Indeed, as knockdown of PRX2 and PRX4 in human U2OS-cells resulted in a long-period phenotype, whereas si-RNAs directed against PRX3 and PRX5 depressed the amplitude of circadian oscillations!
Therefore, in nucleated cells, there is likely to be an intricate interplay between transcription-dependent processes and non-nuclear events, which seem to be reciprocally regulating each other.


 Take Home message:
Circadian Rythms are NOT maintained  exclusively by the Nucleus, but are also influenced by events occuring in the cytosol, AND adequate modulation is brought about by an essential interplay interplay of both processes.
 
References
 
* This paper
O’Neill, J. S. & Reddy, A. B. Circadian clocks in human red blood cells. Nature doi:10.1038/nature09702
** the other paper [in the same issue of Nature by same group]

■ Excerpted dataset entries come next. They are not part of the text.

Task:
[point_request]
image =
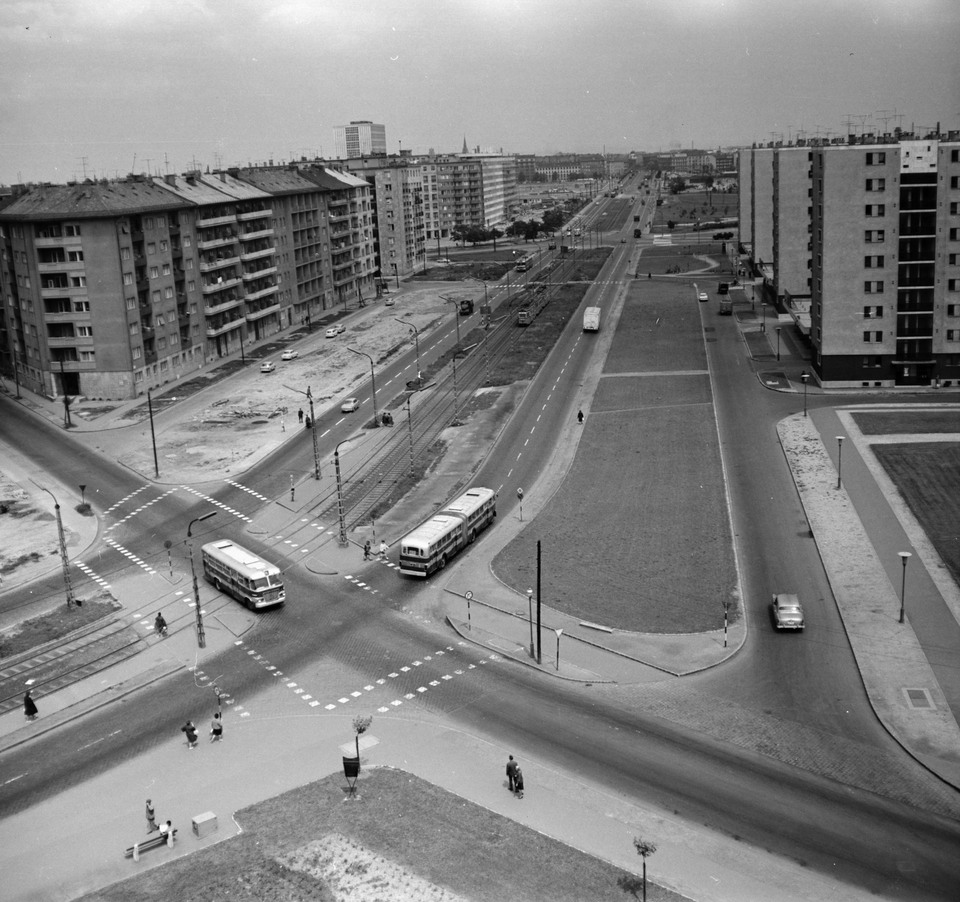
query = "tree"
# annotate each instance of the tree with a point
(644, 848)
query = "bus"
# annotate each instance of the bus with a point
(451, 529)
(253, 581)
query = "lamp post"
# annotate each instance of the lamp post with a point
(416, 338)
(68, 586)
(904, 557)
(201, 636)
(373, 383)
(313, 429)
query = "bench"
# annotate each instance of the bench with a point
(155, 840)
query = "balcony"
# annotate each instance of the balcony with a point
(214, 309)
(262, 293)
(219, 263)
(260, 314)
(213, 221)
(254, 214)
(223, 285)
(208, 244)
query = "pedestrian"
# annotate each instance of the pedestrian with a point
(190, 731)
(512, 768)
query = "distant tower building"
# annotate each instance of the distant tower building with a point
(360, 139)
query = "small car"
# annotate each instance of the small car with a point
(787, 612)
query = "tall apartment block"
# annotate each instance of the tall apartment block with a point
(886, 262)
(360, 139)
(113, 287)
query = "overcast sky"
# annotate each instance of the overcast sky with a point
(107, 87)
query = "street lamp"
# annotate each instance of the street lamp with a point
(61, 538)
(201, 636)
(373, 383)
(313, 429)
(904, 557)
(416, 338)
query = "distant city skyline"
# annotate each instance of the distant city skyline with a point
(102, 88)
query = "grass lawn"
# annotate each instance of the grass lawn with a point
(927, 475)
(403, 840)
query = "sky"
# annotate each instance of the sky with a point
(103, 88)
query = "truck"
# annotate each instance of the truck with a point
(591, 319)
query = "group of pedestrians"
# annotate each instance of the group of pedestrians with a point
(190, 731)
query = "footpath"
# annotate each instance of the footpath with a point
(219, 777)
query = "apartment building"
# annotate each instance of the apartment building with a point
(361, 138)
(111, 288)
(886, 261)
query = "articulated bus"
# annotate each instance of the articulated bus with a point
(250, 579)
(431, 545)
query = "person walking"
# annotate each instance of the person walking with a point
(190, 731)
(151, 818)
(512, 768)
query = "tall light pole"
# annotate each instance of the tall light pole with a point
(61, 538)
(373, 383)
(201, 636)
(904, 557)
(313, 429)
(416, 338)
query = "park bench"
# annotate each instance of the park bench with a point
(156, 839)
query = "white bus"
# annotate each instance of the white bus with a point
(251, 580)
(431, 545)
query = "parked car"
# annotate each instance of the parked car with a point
(787, 612)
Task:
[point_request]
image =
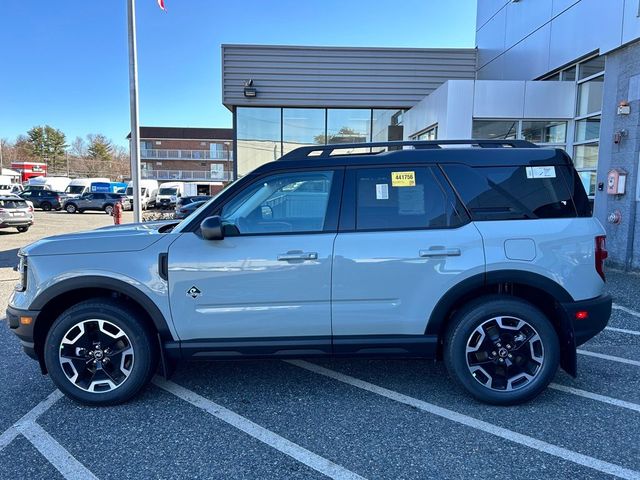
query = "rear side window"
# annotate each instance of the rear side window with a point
(398, 198)
(13, 204)
(518, 192)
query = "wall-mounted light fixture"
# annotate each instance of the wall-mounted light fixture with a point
(249, 90)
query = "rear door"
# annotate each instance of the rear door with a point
(404, 240)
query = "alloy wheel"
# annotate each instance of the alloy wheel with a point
(96, 356)
(504, 353)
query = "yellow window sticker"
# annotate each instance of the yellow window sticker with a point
(403, 179)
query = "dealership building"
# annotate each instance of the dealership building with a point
(562, 73)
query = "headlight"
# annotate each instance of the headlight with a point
(22, 271)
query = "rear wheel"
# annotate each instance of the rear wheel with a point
(98, 353)
(504, 351)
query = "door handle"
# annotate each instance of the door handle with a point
(286, 257)
(440, 252)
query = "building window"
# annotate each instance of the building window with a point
(348, 125)
(430, 133)
(302, 127)
(387, 125)
(495, 129)
(259, 137)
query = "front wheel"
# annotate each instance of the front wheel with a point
(98, 353)
(504, 351)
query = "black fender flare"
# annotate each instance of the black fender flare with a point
(108, 283)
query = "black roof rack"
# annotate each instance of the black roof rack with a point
(320, 151)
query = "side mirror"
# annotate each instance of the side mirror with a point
(211, 228)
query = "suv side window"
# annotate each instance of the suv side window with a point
(421, 200)
(508, 193)
(281, 203)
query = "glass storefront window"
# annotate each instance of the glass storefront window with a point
(585, 156)
(302, 127)
(591, 67)
(588, 129)
(387, 125)
(495, 129)
(259, 137)
(590, 96)
(544, 131)
(348, 125)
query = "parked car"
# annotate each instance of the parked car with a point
(15, 212)
(184, 212)
(184, 201)
(45, 199)
(486, 257)
(96, 201)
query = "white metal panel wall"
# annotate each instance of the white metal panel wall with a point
(290, 76)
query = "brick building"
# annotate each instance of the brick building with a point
(186, 154)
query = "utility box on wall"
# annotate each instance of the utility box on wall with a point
(616, 181)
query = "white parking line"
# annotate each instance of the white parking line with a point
(268, 437)
(56, 454)
(623, 330)
(625, 309)
(609, 357)
(560, 452)
(8, 435)
(595, 396)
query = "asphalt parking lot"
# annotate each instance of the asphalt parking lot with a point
(343, 419)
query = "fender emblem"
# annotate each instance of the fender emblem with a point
(193, 292)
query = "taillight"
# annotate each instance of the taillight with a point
(601, 254)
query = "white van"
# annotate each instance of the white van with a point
(148, 190)
(79, 186)
(168, 194)
(56, 184)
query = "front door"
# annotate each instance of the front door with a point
(270, 277)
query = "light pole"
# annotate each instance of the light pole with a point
(134, 146)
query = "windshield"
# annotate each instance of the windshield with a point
(75, 189)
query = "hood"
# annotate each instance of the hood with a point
(119, 238)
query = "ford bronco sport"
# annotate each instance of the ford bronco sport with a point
(483, 253)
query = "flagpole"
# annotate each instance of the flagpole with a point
(134, 146)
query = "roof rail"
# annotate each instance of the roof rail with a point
(327, 150)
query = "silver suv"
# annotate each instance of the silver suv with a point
(485, 257)
(15, 212)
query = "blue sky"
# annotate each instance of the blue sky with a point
(65, 63)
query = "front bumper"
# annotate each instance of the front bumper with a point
(23, 332)
(598, 311)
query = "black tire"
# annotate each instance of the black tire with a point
(140, 356)
(509, 384)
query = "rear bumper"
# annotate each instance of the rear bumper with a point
(23, 332)
(598, 311)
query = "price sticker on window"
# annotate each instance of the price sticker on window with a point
(403, 179)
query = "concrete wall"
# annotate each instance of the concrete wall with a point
(529, 38)
(622, 82)
(290, 76)
(456, 103)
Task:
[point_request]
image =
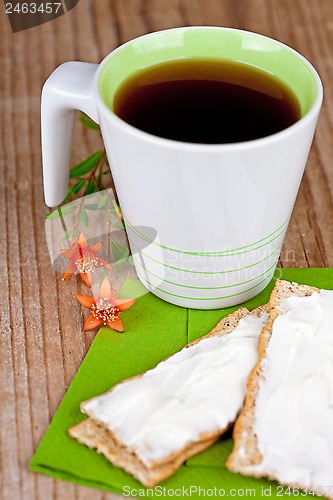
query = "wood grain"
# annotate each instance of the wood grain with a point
(42, 343)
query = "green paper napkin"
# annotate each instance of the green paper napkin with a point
(154, 330)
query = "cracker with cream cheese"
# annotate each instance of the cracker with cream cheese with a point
(150, 424)
(285, 430)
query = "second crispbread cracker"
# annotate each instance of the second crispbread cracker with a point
(153, 443)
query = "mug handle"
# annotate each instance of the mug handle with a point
(69, 88)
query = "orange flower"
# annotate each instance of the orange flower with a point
(83, 258)
(106, 308)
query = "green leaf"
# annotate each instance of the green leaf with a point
(91, 187)
(103, 202)
(87, 165)
(118, 251)
(87, 122)
(91, 206)
(68, 234)
(79, 185)
(84, 216)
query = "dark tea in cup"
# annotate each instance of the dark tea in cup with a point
(206, 101)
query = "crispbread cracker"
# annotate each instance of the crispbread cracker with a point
(246, 455)
(94, 434)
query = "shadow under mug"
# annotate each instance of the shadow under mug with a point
(205, 222)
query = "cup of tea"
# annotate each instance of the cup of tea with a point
(207, 131)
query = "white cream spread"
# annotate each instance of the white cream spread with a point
(198, 390)
(294, 409)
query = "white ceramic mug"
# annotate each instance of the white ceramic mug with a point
(205, 222)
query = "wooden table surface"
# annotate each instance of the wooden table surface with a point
(42, 342)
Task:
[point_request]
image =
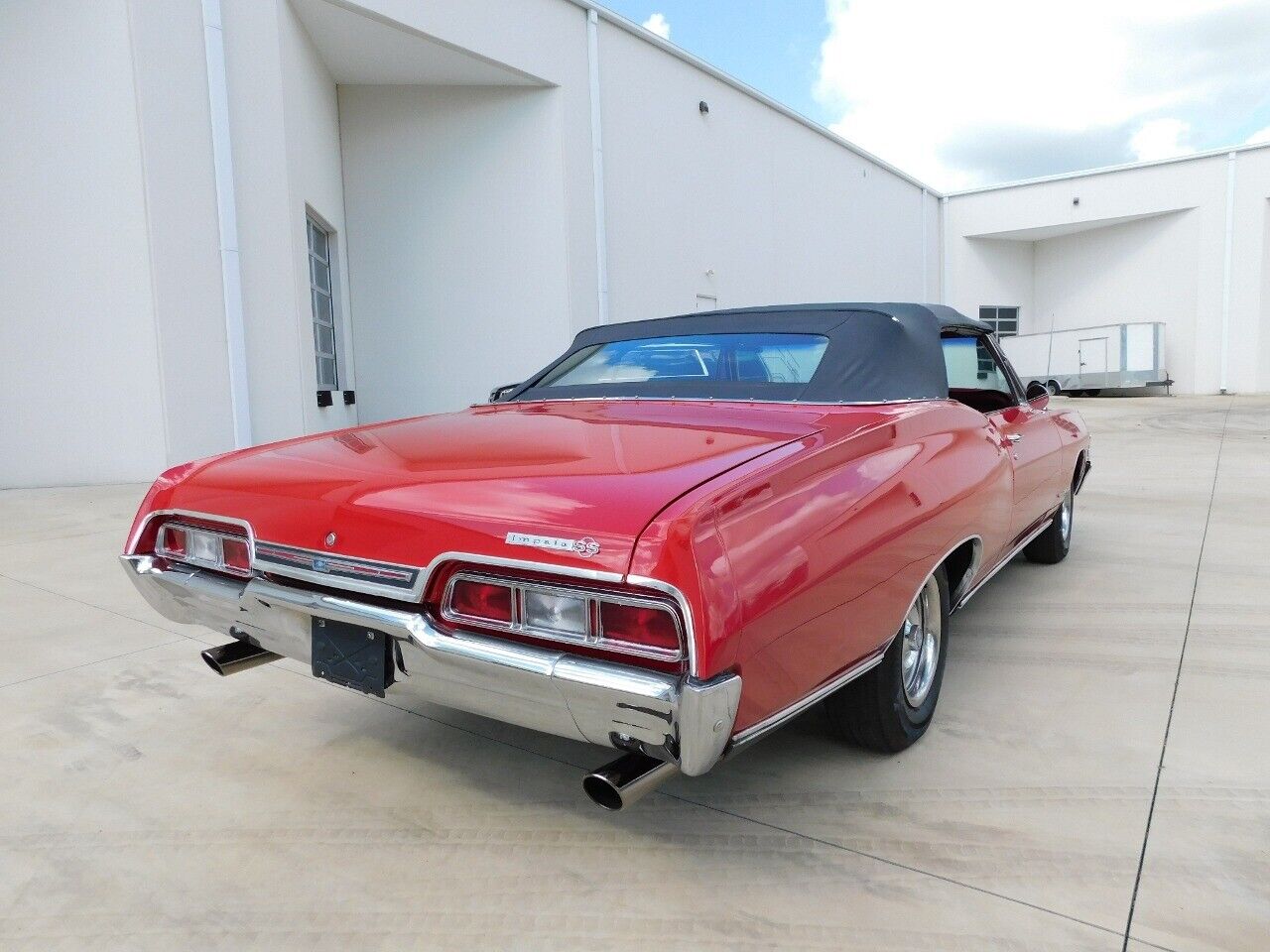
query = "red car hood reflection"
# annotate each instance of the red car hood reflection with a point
(411, 490)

O’Neill, J. S. et al. Circadian rhythms persist without transcription in a eukaryote.Nature doi:10.1038/nature09654
 
1. Reddy, A. B. & O’Neill, J. S. Healthy clocks, healthy body, healthy mind. Trends Cell Biol. 20, 36–44 (2009).
2. Eelderink-Chen, Z. et al. A circadian clock in Saccharomyces cerevisiae. Proc. Natl Acad. Sci. USA 107, 2043–2047 (2010).
3. Kippert, F., Saunders, D. S. & Blaxter, M. L. Caenorhabditis elegans has a circadian clock. Curr. Biol. 12, R47–R49 (2002).
4. Hall, A., Karplus, P. A. & Poole, L. B. Typical 2-Cys peroxiredoxins–structures, mechanisms and functions. FEBS J. 276, 2469–2477 (2009).
5. Reddy, A. B. et al. Circadian orchestration of the hepatic proteome. Curr. Biol. 16, 1107–1115 (2006).
6. Kennett, E. C. et al. Investigation of methaemoglobin reduction by extracellular NADH in mammalian erythrocytes. Int. J.Biochem.Cell Biol.37,1438–1445(2005).
7. Yagita, K., Tamanini, F., van der Horst, G. T. J.&Okamura, H. Molecular mechanisms of the biological clock in cultured fibroblasts. Science 292, 278–281 (2001).